Normal donc que la cote des partis soit aussi basse et que les électeurs les plus fidèles les boudent lors des élections. L’USFP, le PI, le PPS et d’autres partis de droite ont perdu beaucoup de leur base militante même si le PI arrive sauvegarder les meubles. Le parti socialiste d’Abderrahim Bouabid n’est que l’ombre de lui-même et perd de plus en plus de terrain dans les élections législatives (50 sièges en 2002, 38 en 2007, 42 en 2011 et 20 en 2016). Une hécatombe pour un parti qui se déchire et qui n’a pas cessé de laisser des plumes en cours de route (scissions). Ses camarades de l’ex-Koutla, le parti de l’Istiqlal et le PPS sont tout aussi laminés par des luttes intestines à la recherche d’un leadership partisan ou d’un poste ministériel.

Un virus qui a contaminé le PAM à cause des agissements de son secrétaire général, Ilyas El Omari, une fois démissionnaire, une fois pas, mais une chose est certaine ce parti ne se relèvera plus dans les prochaines échéances. Mais ce qui est vraiment étonnant dans ce champ politique cabossé, c’est que même le PJD, parti structuré, est tombé dans le piège de la division. Un parti dont le secrétaire général, Saâd-Eddine El Othmani, est chef de gouvernement, mais qui est souvent mis à mal par l’ex-chef de gouvernement, le PJDiste Abdelilah Benkirane.
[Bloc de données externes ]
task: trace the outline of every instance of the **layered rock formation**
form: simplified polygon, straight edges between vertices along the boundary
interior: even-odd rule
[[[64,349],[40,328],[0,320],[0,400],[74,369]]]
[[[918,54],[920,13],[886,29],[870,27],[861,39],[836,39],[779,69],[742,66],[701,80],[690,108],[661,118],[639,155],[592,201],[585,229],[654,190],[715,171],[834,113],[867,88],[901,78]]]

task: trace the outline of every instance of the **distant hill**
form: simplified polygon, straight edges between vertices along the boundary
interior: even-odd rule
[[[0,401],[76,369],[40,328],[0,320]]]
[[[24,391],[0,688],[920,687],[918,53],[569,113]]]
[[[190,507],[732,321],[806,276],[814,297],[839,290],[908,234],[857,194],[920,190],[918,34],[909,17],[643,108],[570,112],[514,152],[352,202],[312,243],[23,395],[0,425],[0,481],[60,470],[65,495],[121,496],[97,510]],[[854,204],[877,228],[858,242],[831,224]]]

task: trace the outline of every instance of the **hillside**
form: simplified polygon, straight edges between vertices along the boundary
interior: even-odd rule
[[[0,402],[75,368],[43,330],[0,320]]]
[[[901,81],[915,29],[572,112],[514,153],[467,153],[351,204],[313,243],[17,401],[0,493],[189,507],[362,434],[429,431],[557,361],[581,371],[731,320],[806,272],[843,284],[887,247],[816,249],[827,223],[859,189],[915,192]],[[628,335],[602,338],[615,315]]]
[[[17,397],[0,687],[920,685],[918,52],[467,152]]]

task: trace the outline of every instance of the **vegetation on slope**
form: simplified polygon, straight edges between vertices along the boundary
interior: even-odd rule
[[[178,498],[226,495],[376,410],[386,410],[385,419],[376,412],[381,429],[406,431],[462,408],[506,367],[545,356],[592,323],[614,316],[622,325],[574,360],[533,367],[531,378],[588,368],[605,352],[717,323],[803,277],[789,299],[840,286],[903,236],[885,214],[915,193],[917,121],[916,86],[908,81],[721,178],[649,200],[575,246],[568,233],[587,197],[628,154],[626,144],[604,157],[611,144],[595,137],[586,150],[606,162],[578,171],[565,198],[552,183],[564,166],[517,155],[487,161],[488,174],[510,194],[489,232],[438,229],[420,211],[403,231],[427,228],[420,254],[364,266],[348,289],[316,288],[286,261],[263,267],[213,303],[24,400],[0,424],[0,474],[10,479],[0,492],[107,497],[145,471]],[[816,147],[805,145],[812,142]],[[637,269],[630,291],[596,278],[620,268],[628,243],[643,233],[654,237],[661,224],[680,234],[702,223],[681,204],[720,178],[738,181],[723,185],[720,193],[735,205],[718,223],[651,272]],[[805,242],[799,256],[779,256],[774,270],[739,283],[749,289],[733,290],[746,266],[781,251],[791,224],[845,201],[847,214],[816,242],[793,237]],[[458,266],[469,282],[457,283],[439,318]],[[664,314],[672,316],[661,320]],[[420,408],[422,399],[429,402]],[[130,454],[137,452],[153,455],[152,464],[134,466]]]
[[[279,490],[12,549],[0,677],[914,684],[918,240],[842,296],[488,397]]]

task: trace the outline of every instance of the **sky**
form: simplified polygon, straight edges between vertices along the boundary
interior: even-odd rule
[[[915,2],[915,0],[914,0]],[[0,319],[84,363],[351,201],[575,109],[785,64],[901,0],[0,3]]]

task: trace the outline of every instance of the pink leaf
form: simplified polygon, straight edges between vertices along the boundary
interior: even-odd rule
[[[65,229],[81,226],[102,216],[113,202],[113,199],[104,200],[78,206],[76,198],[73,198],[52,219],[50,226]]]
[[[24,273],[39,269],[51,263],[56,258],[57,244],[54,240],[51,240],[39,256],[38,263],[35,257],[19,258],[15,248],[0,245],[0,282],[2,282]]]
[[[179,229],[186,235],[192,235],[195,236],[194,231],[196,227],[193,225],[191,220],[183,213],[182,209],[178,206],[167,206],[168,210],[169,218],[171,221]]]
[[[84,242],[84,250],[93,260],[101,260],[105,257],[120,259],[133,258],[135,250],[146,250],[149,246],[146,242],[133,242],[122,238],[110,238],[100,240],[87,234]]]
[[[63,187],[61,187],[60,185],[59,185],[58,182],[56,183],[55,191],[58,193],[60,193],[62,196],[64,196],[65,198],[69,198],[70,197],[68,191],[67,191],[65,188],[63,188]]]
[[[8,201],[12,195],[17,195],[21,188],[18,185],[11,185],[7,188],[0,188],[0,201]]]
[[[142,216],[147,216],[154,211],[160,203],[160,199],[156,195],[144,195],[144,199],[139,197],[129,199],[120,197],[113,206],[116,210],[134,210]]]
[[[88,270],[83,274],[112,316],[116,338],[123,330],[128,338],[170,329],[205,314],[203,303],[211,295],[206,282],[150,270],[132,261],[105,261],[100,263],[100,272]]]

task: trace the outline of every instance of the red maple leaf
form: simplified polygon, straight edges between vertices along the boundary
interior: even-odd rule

Une guerre de tranchées qui n’augure rien de bon pour tous les partis politiques précités et qui risquent d’en subir une très lourde conséquence lors des prochaines échéances. Mais c’est la démocratie qui en prendra un coup car la déshérence des partis politiques accroît la dépolitisation de la société et du coup elle ouvrira les portes à toutes formes d’idéologies populistes.